Creating the Fantastic Four: Chemical Standards for Forensic Sciences

Matthew Baudelet (00:09): My background is in chemical analysis using laser ablation. So that means using lasers for sampling little amounts of matter. And one of the main aspects of it is to create standards. And those standards are some of the most complex ones to make. And so that was a very nice challenge and I wanted to try to solve it. This aspect of research is about anthropology and toxicology. And so in forensic anthropology, there's a lot of work that is about solving crimes, of course. But also there's a lot of work that we are doing also in parallel that is about repatriating soldiers fallen from previous wars. And so we just have bones and we need to be able to analyze them. And in toxicology, maybe that's something that's more understandable, but like drug addiction, also there is any poisoning. So those are big, big topics in forensics that we try to help with those standards.

(01:20): We call those standards those fantastic four because there are four hard biomaterials. There is nails, hairs, bones, and teeth. The creation of those standards is very important because every aspect, especially in toxicology, you do chemical analysis every day, but you need to be able to quantify the amount of either poison that you found or drugs that was used and you need standards for that. You cannot do it without those standards. Really two people right now that are in the group is like Caitlin Bonilla and Kristen Livingston. And I'm very thankful for having them the past five years, even a little bit more for Caitlin because she's from UCF. She's an undergrad from forensic program. But they really right away understood the need for how we needed those standards. So I'm really thankful for that.

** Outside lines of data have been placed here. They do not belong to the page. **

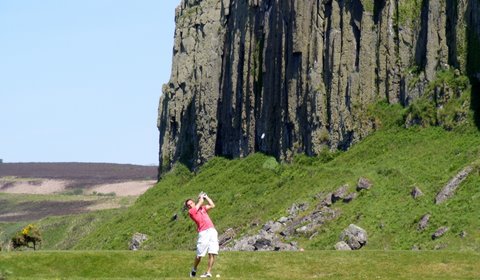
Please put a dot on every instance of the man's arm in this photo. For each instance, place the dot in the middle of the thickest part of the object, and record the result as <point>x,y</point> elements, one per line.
<point>210,203</point>
<point>199,203</point>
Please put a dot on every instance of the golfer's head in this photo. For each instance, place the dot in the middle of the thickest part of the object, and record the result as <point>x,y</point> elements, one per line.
<point>189,203</point>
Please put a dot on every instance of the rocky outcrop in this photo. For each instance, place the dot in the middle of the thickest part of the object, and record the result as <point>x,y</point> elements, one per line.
<point>136,241</point>
<point>449,189</point>
<point>439,232</point>
<point>284,77</point>
<point>354,236</point>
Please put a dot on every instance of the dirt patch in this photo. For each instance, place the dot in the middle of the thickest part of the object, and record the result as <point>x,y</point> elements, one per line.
<point>33,186</point>
<point>35,210</point>
<point>133,188</point>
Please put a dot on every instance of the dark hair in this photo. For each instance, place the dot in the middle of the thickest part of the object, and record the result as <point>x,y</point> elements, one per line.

Kaitlyn Bonilla (02:25): Our standard is composed of a keratin film. It's really small little material here. So what it is is we extract the keratin from human hairs. Previously, there are other methods where they try to develop standards such as they would soak hairs in solution of drugs or the metals. However, those materials, they don't have as good of a yield. They don't have as much surface area as these films do. So when you're using a laser, you want to be able to sample directly from the material, but you need room to do that. So that the surface area is going to matter. So these enhance that. They provide a controlled material that you can controllably dope with your analytes of interest, such as the metals or the metabolites. So it's really going to provide an accurate quantification of these analytes of interest. Hair does provide a lot of information within its growth.

(03:22): So as it grows, the information is going to grow along the hair strand. So using these laser-based techniques, we are able to get information directly from the hair through its growth.

Kristen Livingston (03:34): Bones are an important matrix to study because if you think about what tissues are left behind when individuals die, bones are the ones that last the longest. And so they can give you a lot of information about the individual. So as bones are formed, they are composed primarily of collagen and then a mineral matrix known as hydroxyapatite. And so these make up the bulk properties of the bone. However, trace elements can be incorporated into the bone matrix throughout an individual's life. So things like diet or environmental exposure or even maybe health deficiencies or disorders can impact what the composition of an individual's bones.

(04:11): So what we are trying to study is how we can measure those elemental differences in bone. And so we do that using a technique called laser-induced breakdown spectroscopy. We actually have a portable instrument. So bones, a lot of times you find them out in the field. So at an excavation site or maybe in different laboratories. So it's important that we are able to travel with our instrument to help analyze those. So this is the example of that instrument that I use. And to analyze the bone, you can just hold it up to it and press a button and then you get your chemical information out of that.

Matthew Baudelet (04:47): So what excites me about it is that, yeah, so now we get those four. They're like, we've put our name, we put the group's name on those four standards, but they just open ... It's like Pandora's box. Now there's so much more we can do.